21 november 2025
24 juni 2025 1 minuten lezen
Dorpen waarin geen sportvereniging meer is, geen bibliotheek te vinden is en de bus niet meer rijdt: in steeds meer Noord-Hollandse dorpen, kernen en stadswijken...

Dorpen waarin geen sportvereniging meer is, geen bibliotheek te vinden is en de bus niet meer rijdt: in steeds meer Noord-Hollandse dorpen, kernen en stadswijken is dat helaas de realiteit. Het CDA Noord-Holland vindt dat deze neerwaartse spiraal moet worden doorbroken en komt daarom met een voorstel voor een basisvoorzieningenniveau. Fractievoorzitter Dennis Heijnen: “We willen richting geven aan een provinciale aanpak die ervoor zorgt dat voorzieningen behouden blijven, juist ook in kleine kernen. Want zonder voorzieningen geen leefbaarheid, en zonder leefbaarheid verdwijnen mensen.” Het CDA brengt het voorstel bij de Statencommissie van 26 juni in.

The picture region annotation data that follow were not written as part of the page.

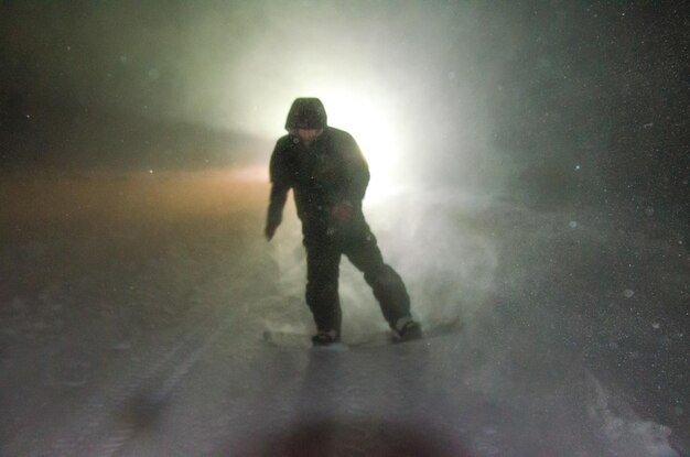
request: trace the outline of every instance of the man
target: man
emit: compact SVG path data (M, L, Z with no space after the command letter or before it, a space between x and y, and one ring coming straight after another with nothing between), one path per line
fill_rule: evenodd
M271 155L272 183L265 235L270 241L293 191L306 248L306 304L316 323L314 346L341 338L338 269L345 254L362 272L390 325L393 340L421 337L411 318L410 298L396 271L384 263L362 200L369 170L353 137L327 126L317 98L298 98Z

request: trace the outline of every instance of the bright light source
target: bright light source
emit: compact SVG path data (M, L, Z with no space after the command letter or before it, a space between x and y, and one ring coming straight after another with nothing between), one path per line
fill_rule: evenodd
M316 96L326 107L328 124L352 133L369 164L367 200L385 197L400 184L403 154L392 112L382 100L349 89L323 89Z

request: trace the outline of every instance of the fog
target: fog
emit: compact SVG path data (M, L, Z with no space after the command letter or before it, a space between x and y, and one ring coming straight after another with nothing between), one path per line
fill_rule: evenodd
M0 454L684 455L687 12L6 2ZM292 202L262 238L300 96L362 146L414 317L461 331L262 340L313 331ZM346 341L386 330L339 286Z

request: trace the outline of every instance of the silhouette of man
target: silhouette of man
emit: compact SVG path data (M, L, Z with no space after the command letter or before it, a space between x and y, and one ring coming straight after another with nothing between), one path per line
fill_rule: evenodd
M271 194L265 235L270 241L292 189L306 249L306 304L316 324L314 346L341 338L341 255L364 273L395 341L421 337L410 298L396 271L384 263L362 211L369 168L354 138L327 124L317 98L298 98L271 155Z

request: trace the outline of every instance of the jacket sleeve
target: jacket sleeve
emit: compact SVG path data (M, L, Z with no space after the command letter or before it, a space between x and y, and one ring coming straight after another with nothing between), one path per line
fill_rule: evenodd
M271 179L271 194L266 226L278 227L282 221L282 210L288 200L288 192L291 187L289 170L285 163L285 151L280 141L278 141L271 154L269 174Z
M360 206L369 185L369 165L354 138L349 137L345 146L345 186L343 200Z

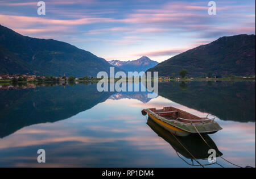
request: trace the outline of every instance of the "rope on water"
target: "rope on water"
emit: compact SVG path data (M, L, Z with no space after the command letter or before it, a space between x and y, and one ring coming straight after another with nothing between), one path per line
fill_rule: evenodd
M205 141L205 140L204 140L204 138L202 136L202 135L201 135L201 134L199 132L199 131L197 130L197 128L196 127L196 126L194 125L194 124L192 123L193 126L194 127L195 129L196 130L196 132L197 132L197 133L199 134L199 135L200 136L201 138L202 138L203 140L204 140L204 141L205 143L205 144L207 144L207 145L208 145L209 147L210 147L210 148L213 148L212 147L210 146L210 145L208 144L208 143ZM234 165L237 167L240 167L240 168L243 168L241 166L236 165L235 164L232 163L232 162L228 161L226 159L225 159L224 157L222 157L220 154L218 154L217 152L216 152L217 155L218 155L218 156L220 157L221 157L221 159L222 159L223 160L224 160L225 161L226 161L226 162L230 163L230 164Z
M181 146L187 151L187 152L188 152L188 153L189 153L191 156L194 159L194 160L199 164L203 168L204 168L204 166L203 165L202 165L196 159L196 157L194 157L194 156L187 149L187 148L183 145L183 144L178 140L178 139L177 139L177 138L175 136L175 135L172 134L172 132L170 132L171 134L172 134L172 135L174 136L174 137L176 139L176 140L177 140L177 141L180 144L180 145L181 145Z

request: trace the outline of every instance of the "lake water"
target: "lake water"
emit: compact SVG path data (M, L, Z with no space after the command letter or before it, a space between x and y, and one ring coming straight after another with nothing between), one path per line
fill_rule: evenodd
M1 90L0 166L197 165L170 134L141 113L168 106L217 116L223 130L207 140L229 161L255 166L255 82L163 82L158 97L147 94L100 93L96 84ZM201 163L209 164L200 138L180 139ZM40 148L46 153L44 164L37 161ZM234 166L220 157L217 163Z

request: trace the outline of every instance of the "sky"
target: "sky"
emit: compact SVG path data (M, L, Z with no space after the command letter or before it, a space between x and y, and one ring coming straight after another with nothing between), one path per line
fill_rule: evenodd
M255 2L215 1L0 0L0 24L23 35L53 39L106 60L142 56L161 62L224 36L255 34Z

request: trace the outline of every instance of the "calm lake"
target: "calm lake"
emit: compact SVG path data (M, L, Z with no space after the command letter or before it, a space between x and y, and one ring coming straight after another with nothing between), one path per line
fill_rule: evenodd
M0 167L198 165L141 113L168 106L217 116L223 130L207 140L225 159L255 167L255 88L250 81L163 82L155 98L146 92L98 92L89 84L0 90ZM200 138L179 139L200 163L209 164ZM37 161L41 148L43 164ZM207 167L234 166L219 157L217 163Z

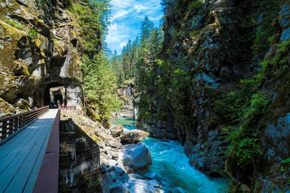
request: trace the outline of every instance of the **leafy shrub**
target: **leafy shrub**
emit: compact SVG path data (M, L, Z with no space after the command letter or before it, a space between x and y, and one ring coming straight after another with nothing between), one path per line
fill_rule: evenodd
M8 25L17 28L22 30L23 29L23 25L22 24L17 23L14 21L9 21L8 22Z
M31 29L28 31L28 34L29 37L31 39L35 39L38 38L38 34L34 29Z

In het voorstel pleit het CDA voor duidelijke afspraken over wat elk dorp minimaal aan voorzieningen moet hebben: denk aan een sportvereniging, bibliotheek, een dorpshuis en goede bereikbaarheid. Gemeenten hebben hierin de grootste rol, maar de provincie kan volgens het CDA meer doen dan ze nu doet. Het CDA stelt voor om net als in Zuid-Holland te werken met kengetallen en richtlijnen voor voorzieningen, die gemeenten houvast geven bij ruimtelijke plannen. Zoals een minimumnorm voor hoeveel voorzieningen een dorp per aantal inwoners zou moeten hebben, of afspraken met dorpen over behoud van het dorpshuis of de buslijn. Heijnen: “We hoeven het wiel niet opnieuw uit te vinden. Andere provincies werken al met richtlijnen of ‘dorpendeals’. Noord-Holland kan leren van die voorbeelden, en een eigen normenkader opstellen dat houvast biedt én ruimte laat voor maatwerk. Zo ontstaat een gezamenlijke langetermijnvisie op de leefbaarheid van dorpen.”

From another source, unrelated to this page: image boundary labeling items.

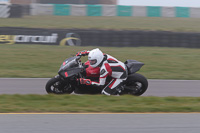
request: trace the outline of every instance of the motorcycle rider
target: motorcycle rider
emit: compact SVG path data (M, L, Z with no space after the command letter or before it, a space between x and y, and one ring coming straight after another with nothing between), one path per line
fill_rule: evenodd
M99 82L80 78L80 84L104 86L106 78L110 76L112 80L103 88L102 94L117 95L119 93L119 87L121 87L122 82L128 76L125 64L108 54L103 54L98 48L91 51L85 50L78 52L76 56L85 55L88 55L88 60L93 68L100 67L100 77Z

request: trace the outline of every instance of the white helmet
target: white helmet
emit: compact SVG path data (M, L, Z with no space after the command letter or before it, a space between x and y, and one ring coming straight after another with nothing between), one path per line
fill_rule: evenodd
M97 67L103 61L103 58L103 53L98 48L90 51L88 55L88 60L93 68Z

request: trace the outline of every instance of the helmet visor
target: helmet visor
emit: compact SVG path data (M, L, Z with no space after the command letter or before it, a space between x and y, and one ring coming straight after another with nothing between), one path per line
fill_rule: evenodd
M94 65L94 64L97 63L97 60L96 59L95 60L89 60L89 62L90 62L90 65Z

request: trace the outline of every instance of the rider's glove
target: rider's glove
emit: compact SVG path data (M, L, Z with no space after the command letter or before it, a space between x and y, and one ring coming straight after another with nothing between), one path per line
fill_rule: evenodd
M81 52L78 52L76 53L76 56L86 56L89 54L89 51L87 50L84 50L84 51L81 51Z
M92 81L90 79L84 79L84 78L80 78L78 79L80 84L86 84L86 85L91 85Z

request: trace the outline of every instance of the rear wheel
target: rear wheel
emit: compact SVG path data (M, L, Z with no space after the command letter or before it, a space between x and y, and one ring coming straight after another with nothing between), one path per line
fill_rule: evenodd
M46 92L49 94L70 94L74 91L73 87L59 77L51 78L46 84Z
M148 81L143 75L135 73L129 75L126 86L124 88L127 94L140 96L147 90Z

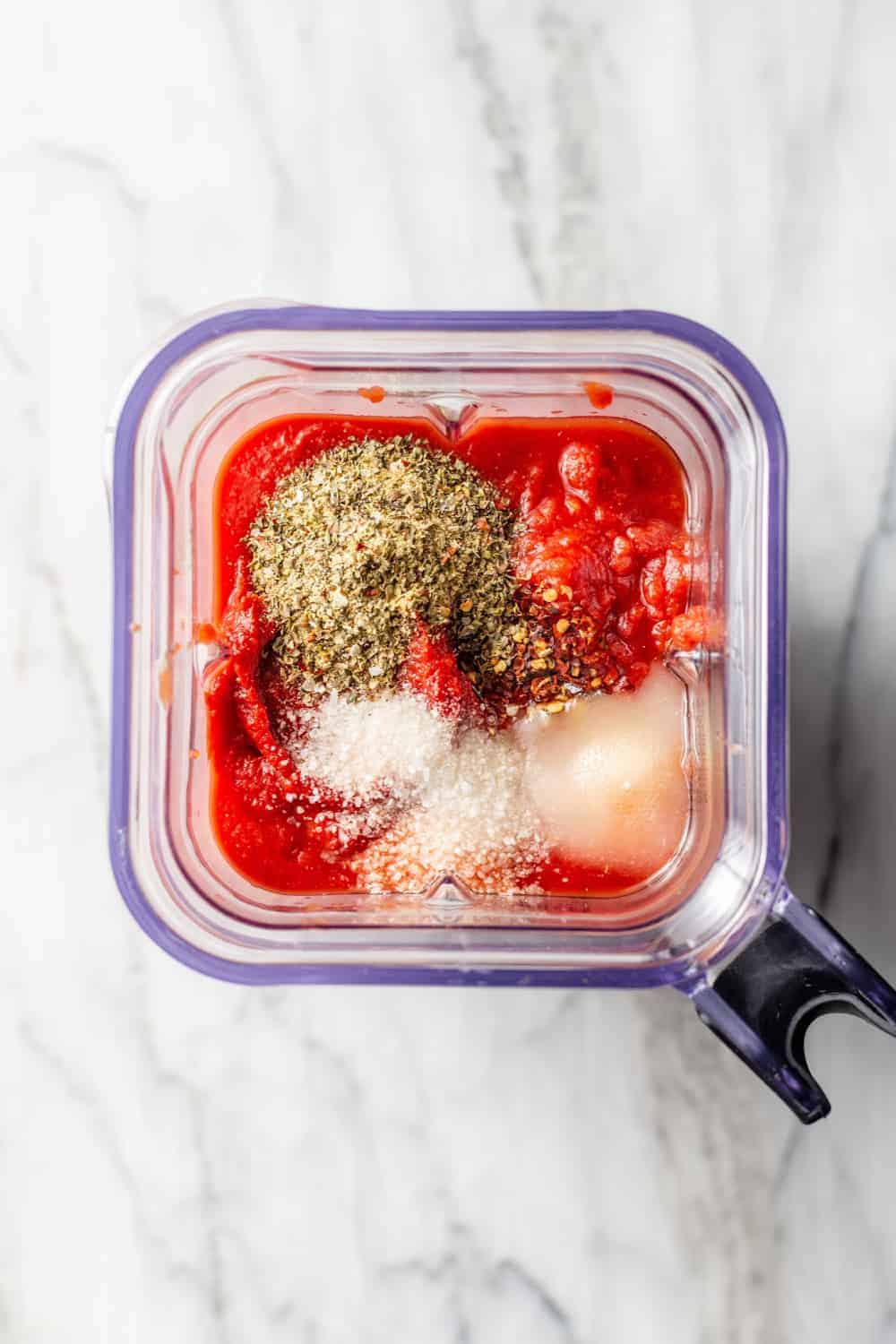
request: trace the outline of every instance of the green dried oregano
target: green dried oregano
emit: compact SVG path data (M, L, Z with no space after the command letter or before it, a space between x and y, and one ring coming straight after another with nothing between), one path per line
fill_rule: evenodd
M502 503L411 434L349 439L283 477L246 540L286 679L388 691L418 618L449 628L474 679L502 671L520 621Z

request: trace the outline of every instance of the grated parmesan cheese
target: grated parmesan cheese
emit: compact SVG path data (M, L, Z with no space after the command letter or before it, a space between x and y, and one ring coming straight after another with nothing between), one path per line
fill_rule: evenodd
M388 827L355 860L368 891L419 890L443 872L478 891L519 891L547 853L514 732L457 737L410 695L330 695L293 755L305 775L364 809L365 821L337 818L345 839L359 825Z

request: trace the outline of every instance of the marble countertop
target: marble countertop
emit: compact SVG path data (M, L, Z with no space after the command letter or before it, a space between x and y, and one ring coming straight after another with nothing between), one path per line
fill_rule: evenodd
M892 4L44 0L0 67L0 1340L893 1344L861 1023L803 1130L672 992L250 991L144 938L98 462L235 297L719 328L791 442L791 882L896 976Z

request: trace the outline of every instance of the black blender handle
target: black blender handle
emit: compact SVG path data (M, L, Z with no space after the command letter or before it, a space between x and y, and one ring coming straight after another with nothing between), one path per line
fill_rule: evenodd
M712 985L690 991L701 1021L805 1125L830 1110L806 1063L815 1017L846 1012L896 1035L896 989L818 911L791 892Z

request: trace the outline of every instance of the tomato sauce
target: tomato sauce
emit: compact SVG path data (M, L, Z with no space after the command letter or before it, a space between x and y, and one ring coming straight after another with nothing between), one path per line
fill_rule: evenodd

Volgens het CDA is het behouden van voorzieningen geen luxe, maar een basisvoorwaarde voor vitale dorpen en kernen. “Wij zullen dit onderwerp blijven agenderen, ook na de Statencommissie. De kloof tussen dorpen, kernen en stadswijken die goed lopen en dorpen die achterblijven wordt anders alleen maar groter. Dat moet niet gebeuren.’’ Aldus Heijnen.